Dans le cadre de la négociation sur l’assurance chômage, les partenaires sociaux ont conclu le 25 février 2026 un accord permettant notamment une modulation à la baisse de la durée d’indemnisation des demandeurs d’emploi dont le contrat de travail a pris fin à la suite d’une rupture conventionnelle individuelle (RCI) (avenant n° 3 au protocole d’accord du 10 novembre 2023 relatif à l’assurance chômage).
Que prévoit l’avenant du 25 février 2026 ?
L’avenant conclu par les partenaires sociaux prévoit donc un traitement différencié de la durée maximale d’indemnisation selon le mode de rupture du contrat de travail et plus spécifiquement une baisse de la durée d’indemnisation lorsque la rupture résulte d’une RCI :
- Pour les allocataires âgés de moins de 55 ans : la durée maximale d’indemnisation sera fixée à 15 mois (18 mois pour les autres modes de rupture).
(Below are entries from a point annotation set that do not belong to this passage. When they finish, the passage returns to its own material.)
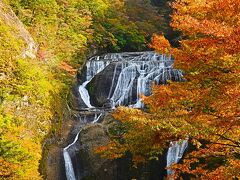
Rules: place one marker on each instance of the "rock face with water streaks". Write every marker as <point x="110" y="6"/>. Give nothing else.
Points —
<point x="120" y="78"/>
<point x="105" y="82"/>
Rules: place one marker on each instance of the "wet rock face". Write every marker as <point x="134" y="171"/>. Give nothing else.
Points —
<point x="118" y="79"/>
<point x="100" y="86"/>
<point x="93" y="166"/>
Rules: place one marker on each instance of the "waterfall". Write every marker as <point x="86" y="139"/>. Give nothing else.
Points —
<point x="132" y="75"/>
<point x="68" y="162"/>
<point x="175" y="153"/>
<point x="84" y="94"/>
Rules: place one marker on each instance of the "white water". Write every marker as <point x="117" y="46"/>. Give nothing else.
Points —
<point x="84" y="94"/>
<point x="175" y="153"/>
<point x="138" y="71"/>
<point x="68" y="162"/>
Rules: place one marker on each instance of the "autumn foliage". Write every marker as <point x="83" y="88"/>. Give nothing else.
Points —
<point x="206" y="107"/>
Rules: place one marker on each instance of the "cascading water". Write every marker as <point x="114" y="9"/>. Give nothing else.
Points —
<point x="132" y="76"/>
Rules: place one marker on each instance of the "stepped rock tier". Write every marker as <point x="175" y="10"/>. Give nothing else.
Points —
<point x="105" y="82"/>
<point x="121" y="78"/>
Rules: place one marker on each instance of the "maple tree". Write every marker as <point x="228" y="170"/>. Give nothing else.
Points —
<point x="205" y="107"/>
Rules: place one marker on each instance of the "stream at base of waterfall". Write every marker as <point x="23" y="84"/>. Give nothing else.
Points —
<point x="132" y="76"/>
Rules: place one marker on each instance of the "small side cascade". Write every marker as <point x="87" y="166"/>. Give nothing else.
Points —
<point x="68" y="162"/>
<point x="175" y="153"/>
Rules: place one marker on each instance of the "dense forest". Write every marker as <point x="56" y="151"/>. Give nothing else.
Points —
<point x="44" y="42"/>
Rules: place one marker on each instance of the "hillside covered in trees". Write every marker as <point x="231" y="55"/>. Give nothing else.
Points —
<point x="44" y="42"/>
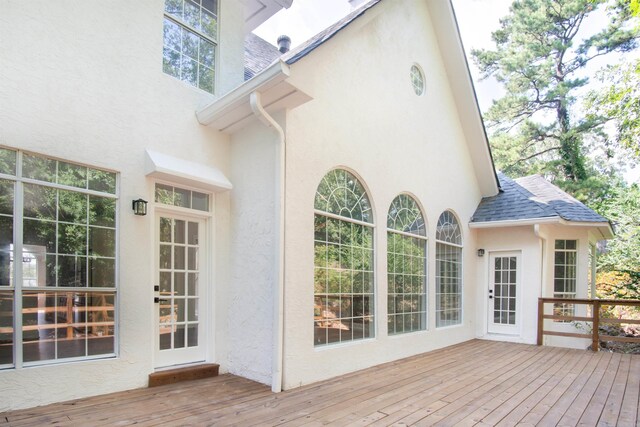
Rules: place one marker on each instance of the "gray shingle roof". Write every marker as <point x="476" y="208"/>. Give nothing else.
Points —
<point x="258" y="55"/>
<point x="304" y="49"/>
<point x="532" y="197"/>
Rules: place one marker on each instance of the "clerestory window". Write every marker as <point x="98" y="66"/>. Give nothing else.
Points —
<point x="190" y="41"/>
<point x="57" y="260"/>
<point x="343" y="274"/>
<point x="448" y="271"/>
<point x="406" y="266"/>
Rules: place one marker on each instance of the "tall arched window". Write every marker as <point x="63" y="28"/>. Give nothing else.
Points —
<point x="406" y="267"/>
<point x="448" y="271"/>
<point x="343" y="282"/>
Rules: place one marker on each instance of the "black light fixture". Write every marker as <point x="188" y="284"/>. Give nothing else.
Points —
<point x="139" y="207"/>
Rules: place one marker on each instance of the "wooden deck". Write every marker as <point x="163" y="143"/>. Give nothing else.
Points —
<point x="475" y="383"/>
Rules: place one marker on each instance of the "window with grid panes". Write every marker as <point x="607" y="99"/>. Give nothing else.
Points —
<point x="343" y="273"/>
<point x="406" y="267"/>
<point x="448" y="271"/>
<point x="565" y="275"/>
<point x="190" y="41"/>
<point x="57" y="277"/>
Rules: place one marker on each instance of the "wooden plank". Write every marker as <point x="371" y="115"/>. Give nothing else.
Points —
<point x="360" y="390"/>
<point x="565" y="401"/>
<point x="473" y="383"/>
<point x="536" y="390"/>
<point x="475" y="405"/>
<point x="612" y="407"/>
<point x="629" y="410"/>
<point x="574" y="412"/>
<point x="424" y="391"/>
<point x="558" y="384"/>
<point x="596" y="404"/>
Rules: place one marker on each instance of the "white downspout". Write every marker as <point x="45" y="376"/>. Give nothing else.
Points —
<point x="279" y="206"/>
<point x="543" y="264"/>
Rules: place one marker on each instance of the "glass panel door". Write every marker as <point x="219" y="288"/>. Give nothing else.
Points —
<point x="178" y="304"/>
<point x="504" y="293"/>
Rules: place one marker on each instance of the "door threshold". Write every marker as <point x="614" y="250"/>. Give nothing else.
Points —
<point x="184" y="373"/>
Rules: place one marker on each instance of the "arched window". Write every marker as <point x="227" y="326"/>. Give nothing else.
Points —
<point x="448" y="271"/>
<point x="406" y="266"/>
<point x="343" y="282"/>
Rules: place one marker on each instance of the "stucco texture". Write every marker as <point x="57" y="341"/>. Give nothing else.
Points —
<point x="365" y="117"/>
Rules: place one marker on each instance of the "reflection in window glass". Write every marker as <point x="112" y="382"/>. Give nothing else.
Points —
<point x="565" y="275"/>
<point x="67" y="249"/>
<point x="406" y="267"/>
<point x="190" y="34"/>
<point x="343" y="276"/>
<point x="7" y="161"/>
<point x="175" y="196"/>
<point x="448" y="271"/>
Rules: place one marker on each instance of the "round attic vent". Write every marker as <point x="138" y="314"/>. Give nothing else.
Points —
<point x="417" y="79"/>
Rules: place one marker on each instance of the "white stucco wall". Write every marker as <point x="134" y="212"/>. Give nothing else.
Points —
<point x="511" y="239"/>
<point x="583" y="236"/>
<point x="83" y="81"/>
<point x="366" y="117"/>
<point x="251" y="288"/>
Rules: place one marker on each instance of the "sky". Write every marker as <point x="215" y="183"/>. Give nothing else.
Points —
<point x="476" y="20"/>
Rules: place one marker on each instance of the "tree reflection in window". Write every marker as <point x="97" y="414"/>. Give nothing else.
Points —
<point x="66" y="257"/>
<point x="406" y="266"/>
<point x="343" y="279"/>
<point x="448" y="271"/>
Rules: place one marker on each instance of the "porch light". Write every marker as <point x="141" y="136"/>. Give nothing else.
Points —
<point x="139" y="207"/>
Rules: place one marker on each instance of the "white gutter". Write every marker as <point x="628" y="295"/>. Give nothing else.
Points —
<point x="279" y="205"/>
<point x="516" y="222"/>
<point x="267" y="78"/>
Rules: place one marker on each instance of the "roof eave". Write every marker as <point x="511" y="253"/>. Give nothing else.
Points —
<point x="604" y="227"/>
<point x="453" y="53"/>
<point x="232" y="111"/>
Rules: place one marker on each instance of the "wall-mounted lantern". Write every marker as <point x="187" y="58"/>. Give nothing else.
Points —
<point x="139" y="207"/>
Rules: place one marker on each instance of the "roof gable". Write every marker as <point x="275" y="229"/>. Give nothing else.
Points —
<point x="532" y="198"/>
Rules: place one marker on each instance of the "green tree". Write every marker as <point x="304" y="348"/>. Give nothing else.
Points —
<point x="622" y="208"/>
<point x="619" y="99"/>
<point x="540" y="55"/>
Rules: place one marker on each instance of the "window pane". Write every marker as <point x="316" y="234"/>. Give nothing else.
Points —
<point x="173" y="7"/>
<point x="6" y="328"/>
<point x="6" y="197"/>
<point x="102" y="242"/>
<point x="7" y="161"/>
<point x="102" y="181"/>
<point x="40" y="202"/>
<point x="72" y="207"/>
<point x="209" y="24"/>
<point x="200" y="201"/>
<point x="102" y="211"/>
<point x="72" y="175"/>
<point x="59" y="325"/>
<point x="40" y="168"/>
<point x="102" y="273"/>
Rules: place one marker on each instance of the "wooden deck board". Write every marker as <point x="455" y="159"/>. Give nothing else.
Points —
<point x="479" y="383"/>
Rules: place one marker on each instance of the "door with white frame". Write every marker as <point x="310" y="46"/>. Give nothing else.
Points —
<point x="504" y="293"/>
<point x="179" y="297"/>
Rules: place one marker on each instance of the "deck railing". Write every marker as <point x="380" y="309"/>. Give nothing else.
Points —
<point x="596" y="319"/>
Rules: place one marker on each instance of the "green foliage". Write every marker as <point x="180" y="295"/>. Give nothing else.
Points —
<point x="540" y="51"/>
<point x="619" y="101"/>
<point x="622" y="207"/>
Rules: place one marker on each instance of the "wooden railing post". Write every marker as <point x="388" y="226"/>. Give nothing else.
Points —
<point x="596" y="326"/>
<point x="540" y="319"/>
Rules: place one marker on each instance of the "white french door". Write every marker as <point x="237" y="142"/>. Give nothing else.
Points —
<point x="504" y="293"/>
<point x="179" y="290"/>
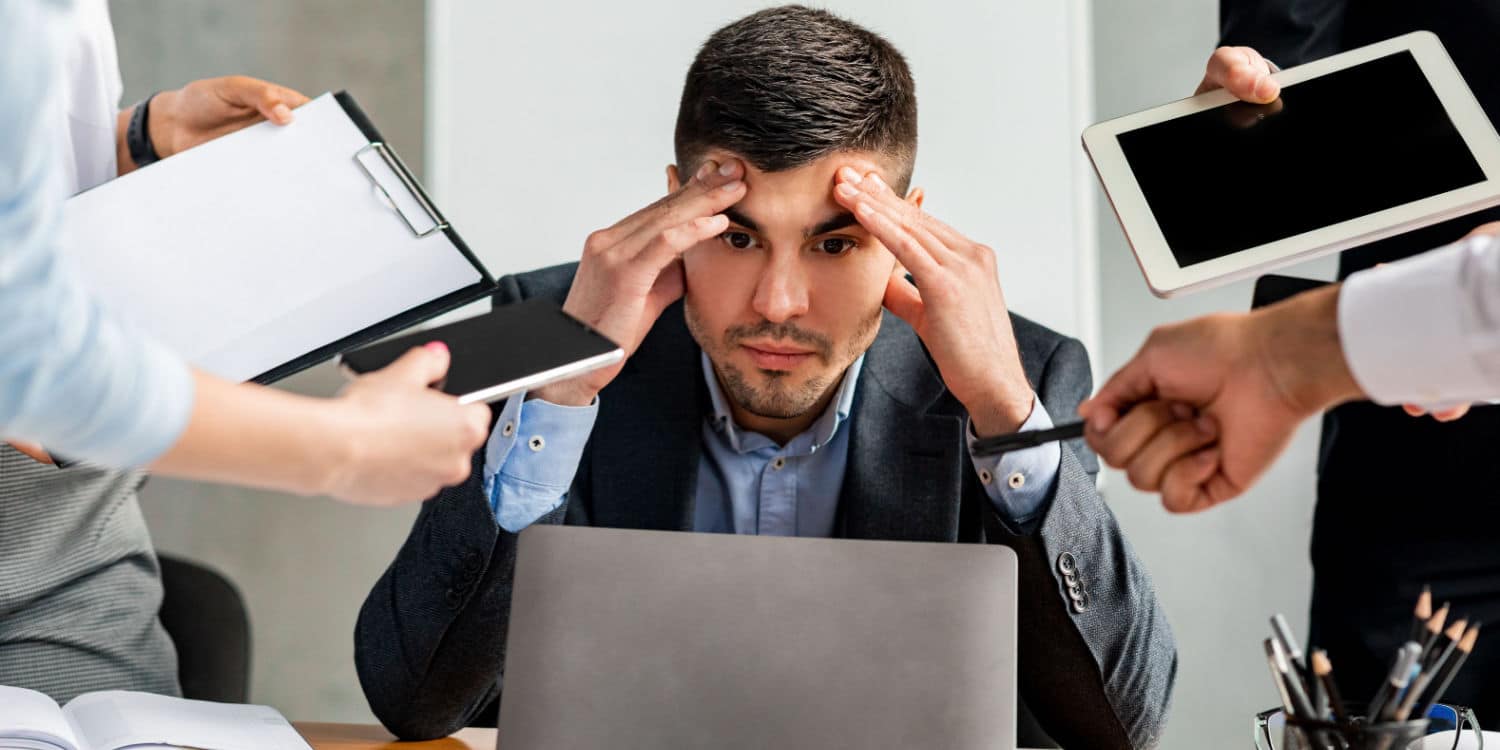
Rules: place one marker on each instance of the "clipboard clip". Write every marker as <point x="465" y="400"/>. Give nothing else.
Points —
<point x="390" y="176"/>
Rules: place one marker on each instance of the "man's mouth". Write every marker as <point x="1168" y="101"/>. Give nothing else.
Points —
<point x="771" y="356"/>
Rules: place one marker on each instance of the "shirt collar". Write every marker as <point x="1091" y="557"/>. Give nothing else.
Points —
<point x="818" y="435"/>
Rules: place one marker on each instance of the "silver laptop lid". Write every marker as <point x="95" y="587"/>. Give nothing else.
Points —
<point x="650" y="639"/>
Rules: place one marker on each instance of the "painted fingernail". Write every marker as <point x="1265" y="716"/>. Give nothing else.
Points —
<point x="1206" y="425"/>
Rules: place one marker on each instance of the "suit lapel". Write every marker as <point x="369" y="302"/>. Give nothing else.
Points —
<point x="648" y="437"/>
<point x="905" y="473"/>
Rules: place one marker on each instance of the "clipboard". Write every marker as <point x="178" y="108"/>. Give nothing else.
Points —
<point x="270" y="249"/>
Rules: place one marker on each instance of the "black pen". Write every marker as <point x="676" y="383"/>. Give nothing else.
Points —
<point x="1026" y="440"/>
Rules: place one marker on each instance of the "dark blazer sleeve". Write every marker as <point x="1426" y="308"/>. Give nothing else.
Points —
<point x="1095" y="672"/>
<point x="1286" y="32"/>
<point x="429" y="641"/>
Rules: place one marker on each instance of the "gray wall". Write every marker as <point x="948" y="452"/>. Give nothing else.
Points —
<point x="303" y="564"/>
<point x="1221" y="575"/>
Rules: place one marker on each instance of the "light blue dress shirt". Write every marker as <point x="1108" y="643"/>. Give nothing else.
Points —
<point x="71" y="378"/>
<point x="746" y="482"/>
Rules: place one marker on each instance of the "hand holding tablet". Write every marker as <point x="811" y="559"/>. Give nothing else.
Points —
<point x="1359" y="146"/>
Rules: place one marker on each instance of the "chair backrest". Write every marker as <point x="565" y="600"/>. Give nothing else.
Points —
<point x="206" y="617"/>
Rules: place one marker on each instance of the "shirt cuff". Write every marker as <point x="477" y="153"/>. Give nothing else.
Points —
<point x="1403" y="329"/>
<point x="1020" y="482"/>
<point x="531" y="458"/>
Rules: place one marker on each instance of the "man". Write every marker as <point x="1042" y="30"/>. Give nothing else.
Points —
<point x="1364" y="590"/>
<point x="80" y="585"/>
<point x="767" y="392"/>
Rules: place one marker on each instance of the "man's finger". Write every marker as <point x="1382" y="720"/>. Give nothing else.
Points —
<point x="1172" y="443"/>
<point x="33" y="452"/>
<point x="419" y="366"/>
<point x="1125" y="440"/>
<point x="701" y="195"/>
<point x="674" y="242"/>
<point x="902" y="297"/>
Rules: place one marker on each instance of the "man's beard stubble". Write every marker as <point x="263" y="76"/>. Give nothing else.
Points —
<point x="779" y="399"/>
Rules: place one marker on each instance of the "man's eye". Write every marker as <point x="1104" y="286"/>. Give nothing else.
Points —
<point x="738" y="240"/>
<point x="836" y="245"/>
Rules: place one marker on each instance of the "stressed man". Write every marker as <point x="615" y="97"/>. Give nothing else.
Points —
<point x="809" y="354"/>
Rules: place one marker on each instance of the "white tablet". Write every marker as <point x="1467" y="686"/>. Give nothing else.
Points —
<point x="1361" y="146"/>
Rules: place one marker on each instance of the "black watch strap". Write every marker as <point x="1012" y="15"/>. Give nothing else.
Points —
<point x="138" y="135"/>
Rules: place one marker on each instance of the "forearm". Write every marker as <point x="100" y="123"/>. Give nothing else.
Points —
<point x="252" y="435"/>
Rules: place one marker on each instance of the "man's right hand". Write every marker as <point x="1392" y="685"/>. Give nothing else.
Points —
<point x="632" y="270"/>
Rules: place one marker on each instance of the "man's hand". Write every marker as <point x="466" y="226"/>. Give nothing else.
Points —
<point x="632" y="270"/>
<point x="408" y="440"/>
<point x="1242" y="72"/>
<point x="960" y="311"/>
<point x="209" y="108"/>
<point x="1206" y="405"/>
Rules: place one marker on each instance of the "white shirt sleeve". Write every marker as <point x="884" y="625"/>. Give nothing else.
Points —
<point x="1427" y="330"/>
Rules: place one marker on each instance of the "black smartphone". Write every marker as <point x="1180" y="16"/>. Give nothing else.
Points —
<point x="1272" y="288"/>
<point x="509" y="350"/>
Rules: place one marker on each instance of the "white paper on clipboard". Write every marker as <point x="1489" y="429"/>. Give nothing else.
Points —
<point x="261" y="246"/>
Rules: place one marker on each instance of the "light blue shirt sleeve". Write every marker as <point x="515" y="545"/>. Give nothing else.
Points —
<point x="531" y="458"/>
<point x="1020" y="482"/>
<point x="71" y="378"/>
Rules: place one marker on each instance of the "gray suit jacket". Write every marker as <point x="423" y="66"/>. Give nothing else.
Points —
<point x="429" y="642"/>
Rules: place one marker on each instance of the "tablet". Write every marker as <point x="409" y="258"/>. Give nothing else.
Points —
<point x="1359" y="146"/>
<point x="509" y="350"/>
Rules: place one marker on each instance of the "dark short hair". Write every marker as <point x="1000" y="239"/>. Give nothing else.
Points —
<point x="788" y="86"/>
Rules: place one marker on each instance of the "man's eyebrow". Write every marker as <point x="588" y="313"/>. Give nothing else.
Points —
<point x="741" y="219"/>
<point x="834" y="224"/>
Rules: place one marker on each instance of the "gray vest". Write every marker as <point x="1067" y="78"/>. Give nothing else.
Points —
<point x="80" y="587"/>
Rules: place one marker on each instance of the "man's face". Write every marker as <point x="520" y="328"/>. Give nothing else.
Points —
<point x="789" y="296"/>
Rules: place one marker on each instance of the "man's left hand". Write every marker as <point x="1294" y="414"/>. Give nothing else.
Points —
<point x="960" y="309"/>
<point x="213" y="107"/>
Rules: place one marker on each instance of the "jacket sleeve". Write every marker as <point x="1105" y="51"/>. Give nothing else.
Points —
<point x="429" y="642"/>
<point x="1286" y="32"/>
<point x="1097" y="657"/>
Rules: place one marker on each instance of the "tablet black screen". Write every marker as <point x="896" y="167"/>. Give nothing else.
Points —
<point x="1335" y="147"/>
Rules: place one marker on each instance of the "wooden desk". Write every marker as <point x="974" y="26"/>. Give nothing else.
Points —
<point x="369" y="737"/>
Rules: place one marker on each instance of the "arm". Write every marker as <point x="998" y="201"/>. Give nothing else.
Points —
<point x="93" y="389"/>
<point x="1098" y="677"/>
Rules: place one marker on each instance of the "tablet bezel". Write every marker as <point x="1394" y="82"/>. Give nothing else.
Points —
<point x="1166" y="278"/>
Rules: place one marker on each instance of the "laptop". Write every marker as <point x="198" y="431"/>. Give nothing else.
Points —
<point x="662" y="639"/>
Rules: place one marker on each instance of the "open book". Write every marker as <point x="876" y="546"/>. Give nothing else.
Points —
<point x="117" y="719"/>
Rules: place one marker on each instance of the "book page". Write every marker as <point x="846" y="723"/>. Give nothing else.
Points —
<point x="116" y="719"/>
<point x="32" y="722"/>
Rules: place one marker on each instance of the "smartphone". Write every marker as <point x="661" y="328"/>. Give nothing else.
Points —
<point x="1272" y="288"/>
<point x="509" y="350"/>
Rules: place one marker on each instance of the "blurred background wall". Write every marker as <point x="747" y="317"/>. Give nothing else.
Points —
<point x="504" y="105"/>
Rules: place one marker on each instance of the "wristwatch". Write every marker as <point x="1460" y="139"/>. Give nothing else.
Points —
<point x="138" y="135"/>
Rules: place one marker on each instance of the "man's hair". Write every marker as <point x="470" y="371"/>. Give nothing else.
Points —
<point x="788" y="86"/>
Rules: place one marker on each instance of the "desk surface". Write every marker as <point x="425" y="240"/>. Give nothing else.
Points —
<point x="368" y="737"/>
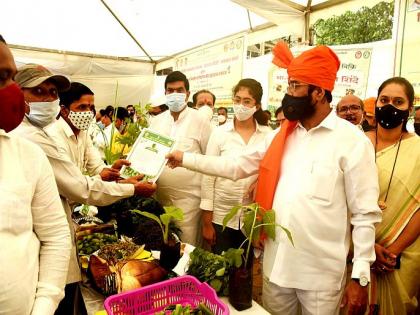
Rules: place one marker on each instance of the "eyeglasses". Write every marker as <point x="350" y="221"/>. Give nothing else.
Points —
<point x="294" y="85"/>
<point x="352" y="108"/>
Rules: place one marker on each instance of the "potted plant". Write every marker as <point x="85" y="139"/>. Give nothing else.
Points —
<point x="170" y="252"/>
<point x="256" y="222"/>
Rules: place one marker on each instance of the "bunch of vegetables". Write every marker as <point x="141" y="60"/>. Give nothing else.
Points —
<point x="89" y="244"/>
<point x="178" y="309"/>
<point x="213" y="268"/>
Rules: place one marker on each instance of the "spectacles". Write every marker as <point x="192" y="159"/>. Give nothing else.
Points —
<point x="294" y="85"/>
<point x="352" y="108"/>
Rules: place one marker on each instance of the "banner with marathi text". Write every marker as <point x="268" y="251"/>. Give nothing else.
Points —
<point x="351" y="78"/>
<point x="216" y="68"/>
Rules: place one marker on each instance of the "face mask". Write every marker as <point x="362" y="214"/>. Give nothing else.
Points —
<point x="417" y="128"/>
<point x="81" y="120"/>
<point x="296" y="108"/>
<point x="42" y="114"/>
<point x="221" y="118"/>
<point x="176" y="101"/>
<point x="390" y="117"/>
<point x="242" y="112"/>
<point x="12" y="107"/>
<point x="206" y="111"/>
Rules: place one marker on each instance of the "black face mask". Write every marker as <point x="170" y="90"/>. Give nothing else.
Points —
<point x="417" y="128"/>
<point x="390" y="117"/>
<point x="296" y="108"/>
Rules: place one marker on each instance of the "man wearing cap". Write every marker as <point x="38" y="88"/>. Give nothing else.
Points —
<point x="34" y="234"/>
<point x="318" y="173"/>
<point x="350" y="108"/>
<point x="40" y="89"/>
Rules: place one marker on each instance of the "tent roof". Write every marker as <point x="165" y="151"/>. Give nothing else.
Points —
<point x="142" y="29"/>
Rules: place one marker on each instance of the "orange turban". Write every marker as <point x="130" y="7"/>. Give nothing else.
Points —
<point x="317" y="66"/>
<point x="369" y="105"/>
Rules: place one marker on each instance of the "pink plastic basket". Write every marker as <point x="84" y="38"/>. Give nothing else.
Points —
<point x="154" y="298"/>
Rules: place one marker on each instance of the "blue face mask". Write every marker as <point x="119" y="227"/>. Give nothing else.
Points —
<point x="176" y="101"/>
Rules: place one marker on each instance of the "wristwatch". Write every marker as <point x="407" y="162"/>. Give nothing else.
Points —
<point x="363" y="281"/>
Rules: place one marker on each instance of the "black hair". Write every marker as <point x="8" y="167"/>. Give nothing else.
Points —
<point x="163" y="107"/>
<point x="74" y="93"/>
<point x="328" y="94"/>
<point x="222" y="108"/>
<point x="408" y="89"/>
<point x="254" y="87"/>
<point x="278" y="111"/>
<point x="201" y="92"/>
<point x="176" y="76"/>
<point x="121" y="113"/>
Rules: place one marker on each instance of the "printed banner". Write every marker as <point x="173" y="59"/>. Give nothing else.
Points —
<point x="217" y="69"/>
<point x="351" y="78"/>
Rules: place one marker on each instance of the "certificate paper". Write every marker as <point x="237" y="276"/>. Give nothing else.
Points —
<point x="148" y="155"/>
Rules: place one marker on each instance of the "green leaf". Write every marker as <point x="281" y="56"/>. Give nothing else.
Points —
<point x="289" y="235"/>
<point x="174" y="212"/>
<point x="150" y="216"/>
<point x="230" y="215"/>
<point x="248" y="221"/>
<point x="270" y="219"/>
<point x="216" y="284"/>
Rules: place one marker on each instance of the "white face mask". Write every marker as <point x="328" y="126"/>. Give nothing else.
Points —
<point x="176" y="101"/>
<point x="221" y="118"/>
<point x="81" y="120"/>
<point x="242" y="112"/>
<point x="42" y="114"/>
<point x="206" y="111"/>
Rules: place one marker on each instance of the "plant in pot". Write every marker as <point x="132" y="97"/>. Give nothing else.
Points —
<point x="257" y="222"/>
<point x="170" y="252"/>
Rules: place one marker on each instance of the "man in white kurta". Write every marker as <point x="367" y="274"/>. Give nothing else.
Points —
<point x="328" y="182"/>
<point x="191" y="130"/>
<point x="34" y="234"/>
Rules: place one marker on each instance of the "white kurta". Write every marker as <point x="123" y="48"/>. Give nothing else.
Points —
<point x="79" y="149"/>
<point x="34" y="235"/>
<point x="220" y="194"/>
<point x="181" y="187"/>
<point x="329" y="181"/>
<point x="72" y="185"/>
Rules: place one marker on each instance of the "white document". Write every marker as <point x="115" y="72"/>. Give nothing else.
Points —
<point x="147" y="155"/>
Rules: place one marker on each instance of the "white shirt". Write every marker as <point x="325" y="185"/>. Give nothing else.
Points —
<point x="219" y="194"/>
<point x="73" y="186"/>
<point x="34" y="234"/>
<point x="79" y="149"/>
<point x="191" y="131"/>
<point x="329" y="180"/>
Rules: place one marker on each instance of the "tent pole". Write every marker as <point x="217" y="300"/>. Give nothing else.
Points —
<point x="126" y="29"/>
<point x="307" y="20"/>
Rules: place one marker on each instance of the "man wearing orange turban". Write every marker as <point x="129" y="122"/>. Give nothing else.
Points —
<point x="319" y="175"/>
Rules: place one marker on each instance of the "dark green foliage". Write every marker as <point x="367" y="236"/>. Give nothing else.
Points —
<point x="214" y="269"/>
<point x="365" y="25"/>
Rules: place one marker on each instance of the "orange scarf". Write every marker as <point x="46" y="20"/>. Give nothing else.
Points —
<point x="269" y="173"/>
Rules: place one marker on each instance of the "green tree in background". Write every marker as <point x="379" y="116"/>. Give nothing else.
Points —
<point x="365" y="25"/>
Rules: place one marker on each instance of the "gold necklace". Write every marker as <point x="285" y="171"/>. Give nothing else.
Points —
<point x="382" y="203"/>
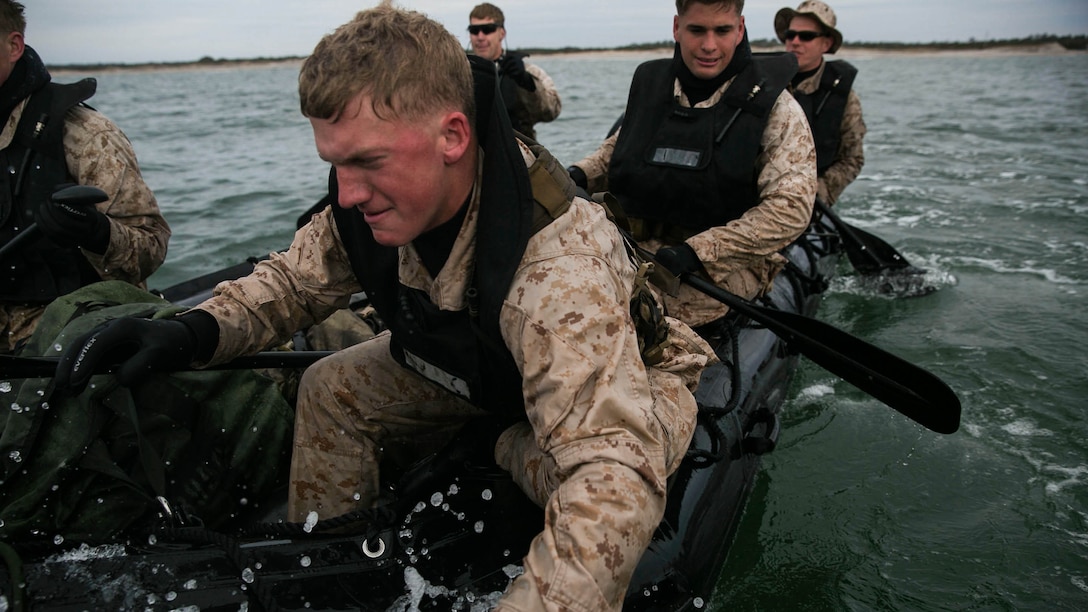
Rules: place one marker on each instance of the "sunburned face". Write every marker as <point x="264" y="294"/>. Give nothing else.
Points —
<point x="397" y="173"/>
<point x="487" y="46"/>
<point x="708" y="36"/>
<point x="810" y="52"/>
- Pour les allocataires âgés de 55 ans et plus, la durée maximale d’indemnisation sera fixée à 20,5 mois (22,5 mois pour les demandeurs d’emploi âgés de 55 à 56 ans ; 27 mois pour ceux âgés de 57 ans et plus pour les autres modes de rupture).
Toutefois ces dispositions, pour pouvoir être agréées par arrêté ministériel, et donc entrer en vigueur, nécessitent l’intervention préalable du législateur.
Une mise en œuvre subordonnée à l’adoption d’une loi
La mise en œuvre de ces mesures adoptées par les partenaires sociaux nécessite l’adoption d’une loi autorisant la modulation de la durée d’indemnisation fondée sur le motif de rupture du contrat de travail.
En effet, le Code du travail ne prévoit que deux conditions pouvant influer sur la durée du bénéfice de l’allocation d’assurance chômage :
- l’âge des intéressés ;
- leurs conditions d’activité professionnelle antérieure.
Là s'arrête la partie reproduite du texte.